Flow-SLM achieves linguistic likelihood comparable to contemporary token-only SLMs:

• Flow-SLM-270M shows only a minor drop in sWUGGY/sBLIMP relative to TWIST-350M; Flow-SLM-1B is $\sim$2 pts lower on sWUGGY but $\sim$3 pts higher on sBLIMP than TWIST-1.3B.
• Acoustic metrics surpass baselines: speaker similarity is markedly improved (0.43 vs 0.09 for discrete-only TWIST), and Fréchet metrics (e2v-FSD, wlm-FSD) indicate more natural and expressive synthesis.
• SALMon shows +8–9 pts acoustic consistency and +6–8 pts sentiment alignment over baselines.
• GenPPL is higher (worse) compared to textually pretrained models, indicating that while local and segmental fidelity is strong, long-range coherence remains a challenge with purely speech-supervised SLMs.

Ablations confirm that absence of multi-token prediction (k=1) degrades high-level task accuracy due to the model's over-reliance on continuity in the acoustic frame. Increasing $k$ and retaining CFM yields robust linguistic and acoustic performance.

7. Implications, Limitations, and Future Directions

Flow-SLM demonstrates that joint generative modeling of semantic and acoustic information—without dependence on external vocoders—enables robust speaker and prosody preservation in textless SLMs. Its design allows for competitive semantic representation with modest computational resources and training data.

Key limitations include:

• Lower long-range linguistic coherence relative to models pretrained on text (as indicated by genPPL).
• Restricted background diversity, an artifact of audiobook-centric training data.
• ODE-based flow-matching sampling incurs higher computational costs compared to discrete-token inference.

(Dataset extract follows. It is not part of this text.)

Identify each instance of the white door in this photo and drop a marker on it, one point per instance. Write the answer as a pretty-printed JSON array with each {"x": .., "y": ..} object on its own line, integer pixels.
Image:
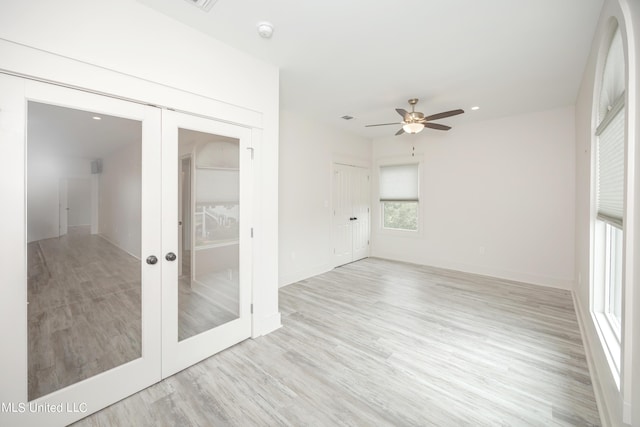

Proposed directions for improvement include scaling up compute and data, integrating text supervision for hybrid speech–text models, mixing CFM continuous frames with quantized acoustic tokens for tunable fidelity/computation tradeoffs, and diversifying training data to encompass conversational and multi-speaker scenarios. These avenues point toward flexible, robust, and realistic spoken language generation beyond current token-centric paradigms (Chou et al., 12 Aug 2025).